Linda Choy told me that she would inform her visually impaired daughter where certain things are on the table by indicating the positions according to the numbers on the clock.
And so, I located the water glass at one o’clock. But I didn’t even sense that the wine glass was brought to the table until my seatmate said she was drinking some. And there it was at two o’clock. It would have been a delightful exercise to guess if it was red or white, remembering Jeffrey Steingarten’s essay on that. But then everyone heard the waiter say that it was a Marques de Caceres red, a Crianza 2007.
Mushroom
The first course was served. Everyone said it smelled of mushrooms and the waiters confirmed it was so. Finding the spoon with my right hand, I led the spoon to touch my left fingers that were on the bowl’s rim, then navigated the spoon to get a bit of the soup that was thankfully not scalding hot. It was really easy to bring spoon to the mouth, possibly because my body’s GPS (global positioning system) was working correctly. When I commented that there was garlic bread that went with the soup, my seatmate said she didn’t even know.
There was a group performing through the dinner but it was difficult to clap because we would have to let go of our spoons and that would mean looking for those afterward.
My seatmate and I didn’t hear the waiter announce the main course. And so, we guessed correctly that it was fish, thankfully, because that meant we didn’t have to use our knives to cut, a prospect that was scary because a slip could mean food flying into our laps.
We later tried to guess what the fish was and I said it had the texture of lapu-lapu but it turned out to be salmon and the sour notes were the chopped vegetables and mango salsa served with it.
We all noted how we got big chunks of fish one time, all skin another time and practically nothing sometimes. And we wondered why a rioja was paired with the salmon because the two didn’t jell.
Fine dining means food is presented at certain spots on the plate and a fork will not tell you what you are getting—a siding or the main thing. So the plate’s geography involved touching the food. My grandmother would have disapproved.
Blindfolds off
The dessert was chocolate mousse, but we hardly touched the red sauce with it because we didn’t know it was there.
Finally, we were asked to remove our blindfolds and we squinted at the brightness of the lights.

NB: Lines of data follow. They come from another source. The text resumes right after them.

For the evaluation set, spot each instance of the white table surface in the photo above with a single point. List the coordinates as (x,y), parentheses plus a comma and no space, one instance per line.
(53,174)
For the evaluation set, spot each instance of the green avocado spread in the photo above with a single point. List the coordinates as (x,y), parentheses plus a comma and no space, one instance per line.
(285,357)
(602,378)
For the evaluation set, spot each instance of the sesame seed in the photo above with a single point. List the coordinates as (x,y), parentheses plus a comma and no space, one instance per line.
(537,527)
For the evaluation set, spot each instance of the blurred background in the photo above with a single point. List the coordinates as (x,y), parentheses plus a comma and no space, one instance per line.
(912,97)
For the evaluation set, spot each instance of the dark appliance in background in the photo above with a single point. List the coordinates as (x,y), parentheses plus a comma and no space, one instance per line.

Still, we were all smiling at how we survived and ate quite well.
Someone asked if our other senses compensated for the lack of visual information. Well, my hearing wasn’t acute because I missed the waiter’s info on the fish course. And writing about food has trained my taste buds to detect even the subtlest flavors and texture.
But we giggled at how we still gestured while talking even if the food couldn’t be seen. And how our first feeling of “being in the dark” was looking for the venue of the dinner since Best Western Hotel at Fort Bonifacio had just opened.
“Dinner in the Dark” as a concept has been done in Europe and the United States. Someone said to look at the “Opaque” site where it said that the servers are visually impaired. That should indeed take a lot of training.